Question

The equation of a circle is given below. Identify the radius and center.

x^2 + y^2 - 6x -2y +1 = 0

Answer 1

The center is (3,1) and the radius is 3.

Explanation:

The goal is to write in
`(x-h)^2+(y-k)^2=r^2` because this tells us the center (h,k) and the radius r.

So we are going to need to complete the square 2 times here, once for x and the other time for y.

I'm going to use this formula to help me to complete the square:

`x^2+bx+((b)/(2))^2=(x+(b)/(2))^2`.

So first step:

I'm going to group my x's together and my y's.

`x^2-6x+\text{ ___ }+y^2-2y+\text{ ___ }+1=0`

Second step:

I'm going to go ahead and subtract that one on both sides. Those blanks are there because I'm going to fill them in with a number so that I can write the x part and y part as a square. Remember whatever you add on one side you must add on the other. So I'm going to put 2 more blanks to fill in on the opposite side of the equation.

Third step:

Alright first blank I'm putting (-6/2)^2 due to my completing the square formula. That means this value will also go on the other side in on of those blanks.

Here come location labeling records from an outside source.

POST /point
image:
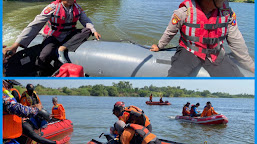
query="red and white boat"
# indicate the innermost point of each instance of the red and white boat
(215, 119)
(157, 103)
(57, 128)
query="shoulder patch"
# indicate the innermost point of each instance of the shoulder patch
(175, 19)
(48, 10)
(234, 19)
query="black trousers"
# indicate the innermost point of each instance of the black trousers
(51, 44)
(28, 130)
(184, 62)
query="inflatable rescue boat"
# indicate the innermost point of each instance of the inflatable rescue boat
(106, 59)
(157, 103)
(215, 119)
(55, 128)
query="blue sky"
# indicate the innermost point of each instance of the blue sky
(219, 85)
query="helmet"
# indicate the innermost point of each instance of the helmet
(119, 126)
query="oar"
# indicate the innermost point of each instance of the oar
(168, 141)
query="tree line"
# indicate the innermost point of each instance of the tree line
(125, 88)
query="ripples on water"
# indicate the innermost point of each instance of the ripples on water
(141, 21)
(93, 115)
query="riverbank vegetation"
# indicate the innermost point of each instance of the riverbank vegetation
(124, 88)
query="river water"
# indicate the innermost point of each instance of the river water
(93, 115)
(141, 21)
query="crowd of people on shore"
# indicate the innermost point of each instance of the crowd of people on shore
(24, 114)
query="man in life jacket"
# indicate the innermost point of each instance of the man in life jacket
(61, 17)
(30, 97)
(134, 134)
(131, 114)
(32, 126)
(12, 115)
(186, 110)
(13, 90)
(194, 112)
(204, 26)
(208, 110)
(58, 111)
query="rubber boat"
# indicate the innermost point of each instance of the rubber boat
(106, 59)
(215, 119)
(56, 128)
(112, 140)
(157, 103)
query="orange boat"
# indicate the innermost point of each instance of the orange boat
(157, 103)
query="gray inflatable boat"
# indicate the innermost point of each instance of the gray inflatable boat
(121, 59)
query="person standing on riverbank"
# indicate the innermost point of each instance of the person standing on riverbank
(204, 25)
(61, 17)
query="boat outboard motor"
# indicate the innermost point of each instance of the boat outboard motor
(41, 119)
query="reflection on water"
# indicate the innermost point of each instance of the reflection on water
(141, 21)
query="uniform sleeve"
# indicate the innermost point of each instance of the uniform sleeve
(12, 107)
(127, 136)
(85, 21)
(31, 31)
(177, 20)
(237, 44)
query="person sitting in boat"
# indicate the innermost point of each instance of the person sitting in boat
(186, 110)
(32, 126)
(204, 25)
(58, 111)
(134, 134)
(30, 97)
(161, 101)
(208, 110)
(13, 90)
(194, 112)
(61, 17)
(131, 114)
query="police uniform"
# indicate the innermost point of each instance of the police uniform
(184, 61)
(70, 39)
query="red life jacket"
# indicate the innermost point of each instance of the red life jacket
(142, 134)
(203, 36)
(12, 124)
(56, 25)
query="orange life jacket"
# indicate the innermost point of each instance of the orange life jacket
(133, 114)
(26, 100)
(186, 111)
(12, 124)
(59, 112)
(56, 25)
(142, 134)
(203, 36)
(15, 90)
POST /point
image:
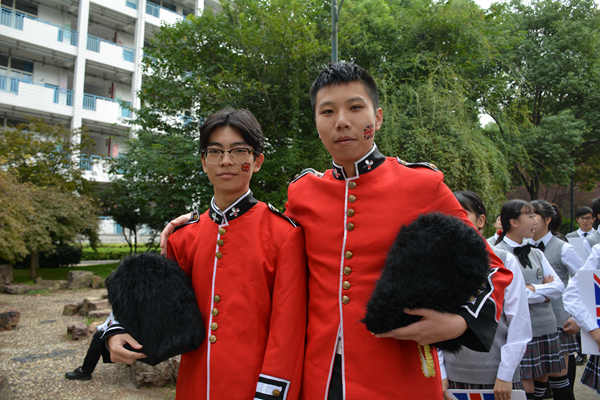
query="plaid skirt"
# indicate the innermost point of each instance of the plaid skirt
(543, 355)
(568, 342)
(591, 372)
(475, 386)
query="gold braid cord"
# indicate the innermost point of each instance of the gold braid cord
(427, 364)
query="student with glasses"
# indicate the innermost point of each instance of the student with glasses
(248, 269)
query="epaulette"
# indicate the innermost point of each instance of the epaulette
(414, 165)
(193, 219)
(307, 171)
(276, 211)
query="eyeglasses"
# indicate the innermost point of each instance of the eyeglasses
(586, 218)
(238, 156)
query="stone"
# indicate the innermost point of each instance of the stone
(21, 288)
(99, 314)
(5, 393)
(79, 279)
(72, 308)
(97, 282)
(9, 318)
(157, 376)
(78, 330)
(6, 277)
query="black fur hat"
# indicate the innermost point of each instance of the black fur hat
(154, 300)
(437, 262)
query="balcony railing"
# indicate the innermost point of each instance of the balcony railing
(14, 19)
(61, 96)
(93, 44)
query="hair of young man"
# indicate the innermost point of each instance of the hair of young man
(512, 209)
(242, 119)
(583, 211)
(470, 201)
(343, 73)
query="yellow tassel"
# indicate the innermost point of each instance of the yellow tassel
(427, 364)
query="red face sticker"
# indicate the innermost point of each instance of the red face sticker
(368, 132)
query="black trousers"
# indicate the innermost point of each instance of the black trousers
(93, 354)
(336, 392)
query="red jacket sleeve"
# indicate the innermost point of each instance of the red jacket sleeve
(281, 373)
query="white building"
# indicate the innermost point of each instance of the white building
(71, 61)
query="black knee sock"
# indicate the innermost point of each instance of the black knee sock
(561, 388)
(539, 389)
(571, 373)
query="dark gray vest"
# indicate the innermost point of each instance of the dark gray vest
(543, 321)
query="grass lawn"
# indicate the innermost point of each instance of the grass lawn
(23, 275)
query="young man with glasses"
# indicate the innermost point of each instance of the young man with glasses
(248, 269)
(351, 215)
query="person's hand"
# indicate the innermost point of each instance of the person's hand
(445, 386)
(164, 235)
(118, 353)
(502, 390)
(432, 328)
(570, 327)
(548, 279)
(596, 335)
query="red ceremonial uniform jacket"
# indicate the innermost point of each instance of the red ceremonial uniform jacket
(248, 269)
(349, 225)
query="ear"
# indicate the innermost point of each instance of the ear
(258, 162)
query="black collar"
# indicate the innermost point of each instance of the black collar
(367, 163)
(235, 210)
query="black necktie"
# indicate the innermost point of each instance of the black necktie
(540, 246)
(522, 254)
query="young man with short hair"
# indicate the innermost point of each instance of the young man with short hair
(351, 215)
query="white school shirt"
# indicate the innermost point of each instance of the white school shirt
(572, 299)
(519, 325)
(552, 290)
(568, 255)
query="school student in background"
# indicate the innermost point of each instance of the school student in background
(498, 370)
(544, 354)
(566, 262)
(581, 318)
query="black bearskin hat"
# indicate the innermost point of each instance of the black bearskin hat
(437, 262)
(154, 300)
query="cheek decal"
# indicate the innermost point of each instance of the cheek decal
(368, 132)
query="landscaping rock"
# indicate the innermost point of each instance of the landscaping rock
(99, 314)
(72, 308)
(5, 393)
(9, 318)
(6, 277)
(79, 279)
(157, 376)
(97, 282)
(21, 288)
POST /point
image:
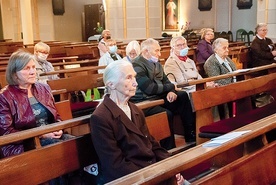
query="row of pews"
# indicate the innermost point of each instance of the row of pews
(236, 161)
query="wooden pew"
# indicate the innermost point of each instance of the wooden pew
(64, 73)
(45, 163)
(204, 100)
(234, 150)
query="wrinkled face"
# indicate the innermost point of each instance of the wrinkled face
(179, 45)
(222, 49)
(132, 54)
(209, 35)
(262, 31)
(155, 50)
(41, 54)
(127, 84)
(27, 75)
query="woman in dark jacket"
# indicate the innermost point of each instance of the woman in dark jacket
(262, 48)
(25, 104)
(204, 47)
(118, 128)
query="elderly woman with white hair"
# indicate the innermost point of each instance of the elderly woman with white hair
(219, 63)
(118, 127)
(179, 67)
(132, 50)
(262, 48)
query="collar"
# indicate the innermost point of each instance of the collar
(220, 59)
(260, 37)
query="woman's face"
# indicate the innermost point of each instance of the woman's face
(127, 84)
(132, 54)
(209, 36)
(222, 49)
(27, 76)
(179, 45)
(262, 31)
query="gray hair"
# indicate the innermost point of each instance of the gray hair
(113, 72)
(42, 45)
(148, 43)
(217, 43)
(259, 25)
(17, 62)
(175, 39)
(204, 31)
(133, 45)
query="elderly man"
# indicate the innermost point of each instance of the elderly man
(154, 84)
(111, 54)
(101, 46)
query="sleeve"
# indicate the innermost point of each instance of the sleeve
(152, 86)
(160, 153)
(106, 147)
(212, 68)
(102, 47)
(7, 127)
(261, 50)
(173, 72)
(203, 50)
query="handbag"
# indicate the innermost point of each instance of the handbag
(263, 99)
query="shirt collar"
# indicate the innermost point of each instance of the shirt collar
(220, 59)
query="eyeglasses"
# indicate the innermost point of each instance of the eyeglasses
(44, 52)
(180, 45)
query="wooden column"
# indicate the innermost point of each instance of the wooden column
(27, 23)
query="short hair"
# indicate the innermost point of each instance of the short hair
(204, 31)
(18, 60)
(148, 43)
(42, 45)
(218, 42)
(113, 72)
(133, 45)
(175, 39)
(259, 25)
(108, 41)
(104, 32)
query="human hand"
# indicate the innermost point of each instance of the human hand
(180, 179)
(273, 53)
(211, 84)
(55, 135)
(171, 97)
(176, 88)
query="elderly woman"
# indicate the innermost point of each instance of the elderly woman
(118, 128)
(41, 52)
(110, 56)
(25, 104)
(132, 51)
(204, 47)
(262, 48)
(219, 63)
(179, 67)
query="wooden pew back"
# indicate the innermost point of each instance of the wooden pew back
(48, 162)
(204, 100)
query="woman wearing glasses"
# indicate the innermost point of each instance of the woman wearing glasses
(262, 49)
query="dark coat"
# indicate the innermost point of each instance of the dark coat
(212, 67)
(123, 145)
(203, 51)
(16, 113)
(261, 53)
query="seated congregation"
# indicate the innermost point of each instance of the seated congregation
(131, 133)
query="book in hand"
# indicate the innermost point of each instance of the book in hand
(224, 138)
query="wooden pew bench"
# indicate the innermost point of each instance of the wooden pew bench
(48, 162)
(242, 152)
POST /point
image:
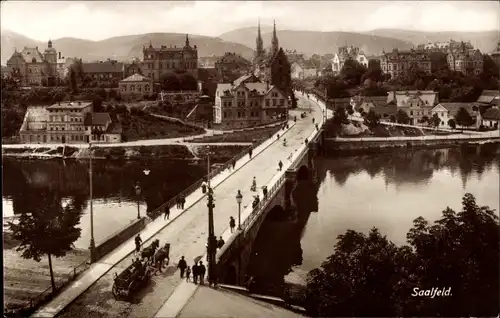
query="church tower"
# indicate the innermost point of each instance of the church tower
(274, 44)
(259, 49)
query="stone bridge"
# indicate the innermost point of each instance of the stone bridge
(234, 256)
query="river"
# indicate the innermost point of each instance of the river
(115, 200)
(387, 191)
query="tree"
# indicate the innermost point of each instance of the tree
(463, 118)
(372, 119)
(459, 251)
(49, 229)
(402, 117)
(170, 82)
(435, 120)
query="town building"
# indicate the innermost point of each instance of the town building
(159, 61)
(345, 53)
(231, 66)
(448, 111)
(109, 71)
(416, 104)
(137, 84)
(491, 117)
(465, 60)
(303, 69)
(495, 55)
(33, 68)
(248, 102)
(444, 46)
(67, 122)
(397, 63)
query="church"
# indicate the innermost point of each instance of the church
(273, 66)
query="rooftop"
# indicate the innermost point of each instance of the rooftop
(71, 105)
(136, 78)
(96, 119)
(209, 302)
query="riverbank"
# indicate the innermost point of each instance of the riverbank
(336, 147)
(219, 152)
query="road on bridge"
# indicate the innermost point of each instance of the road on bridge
(188, 233)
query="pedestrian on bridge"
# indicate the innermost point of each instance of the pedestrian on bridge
(182, 266)
(138, 242)
(182, 201)
(167, 212)
(202, 270)
(232, 223)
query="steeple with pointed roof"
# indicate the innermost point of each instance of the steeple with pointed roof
(274, 43)
(259, 49)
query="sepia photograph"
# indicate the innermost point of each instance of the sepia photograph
(205, 159)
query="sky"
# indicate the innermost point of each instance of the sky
(97, 20)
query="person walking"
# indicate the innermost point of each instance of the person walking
(183, 201)
(195, 273)
(188, 274)
(202, 270)
(220, 242)
(138, 242)
(182, 266)
(167, 213)
(232, 223)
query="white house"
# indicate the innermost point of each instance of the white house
(491, 117)
(447, 111)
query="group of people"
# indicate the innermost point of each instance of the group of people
(198, 270)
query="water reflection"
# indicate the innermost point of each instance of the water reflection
(387, 190)
(25, 183)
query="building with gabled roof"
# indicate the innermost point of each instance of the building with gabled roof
(248, 102)
(32, 68)
(137, 84)
(67, 123)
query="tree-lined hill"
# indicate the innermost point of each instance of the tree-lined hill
(121, 47)
(485, 41)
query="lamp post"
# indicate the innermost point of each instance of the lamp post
(239, 198)
(92, 241)
(138, 191)
(211, 232)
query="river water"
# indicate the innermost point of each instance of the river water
(387, 191)
(115, 200)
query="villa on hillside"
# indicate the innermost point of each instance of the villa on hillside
(68, 122)
(447, 111)
(248, 102)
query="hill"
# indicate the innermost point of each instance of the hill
(485, 41)
(315, 42)
(122, 47)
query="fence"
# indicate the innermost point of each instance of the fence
(48, 294)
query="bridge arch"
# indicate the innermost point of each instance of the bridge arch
(303, 173)
(276, 213)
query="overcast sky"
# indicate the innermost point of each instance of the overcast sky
(96, 20)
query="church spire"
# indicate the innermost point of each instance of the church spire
(274, 44)
(259, 49)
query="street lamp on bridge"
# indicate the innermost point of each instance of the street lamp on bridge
(239, 198)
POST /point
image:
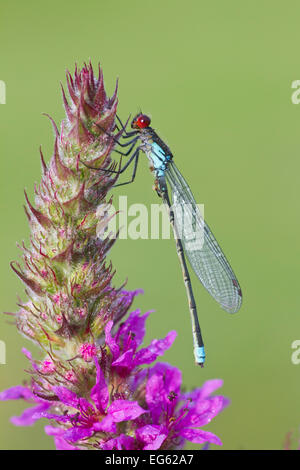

In the second blank I'm going to put (-2/2)^2 due to the completing the square formula. This must also go on one of the blanks on the other side.

So we have:

`x^2-6x+((-6)/(2))^2+y^2-2y+((-2)/(2))^2=-1+((-6)/(2))^2+((-2)/(2))^2`

Fourth step:

Don't make this more hurtful than it already is. Just use the formula drag down the things inside the square. Remember this:

`x^2+bx+((b)/(2))^2`

equals

`(x+(b)/(2))^2`.

We are applying that left hand side there (that bottom thing I just wrote).

Let's try it:

`(x+(-6)/(2))^2+(y+(-2)/(2))^2=-1+((-6)/(2))^2+((-2)/(2))^2`

Fifth step:

The hard part is out of the way.

This is just a bunch of simplifying now:

`(x-3)^2+(y-1)^2=-1+9+1`

`(x-3)^2+(y-1)^2=9`

The center is (3,1) and the radius is 3.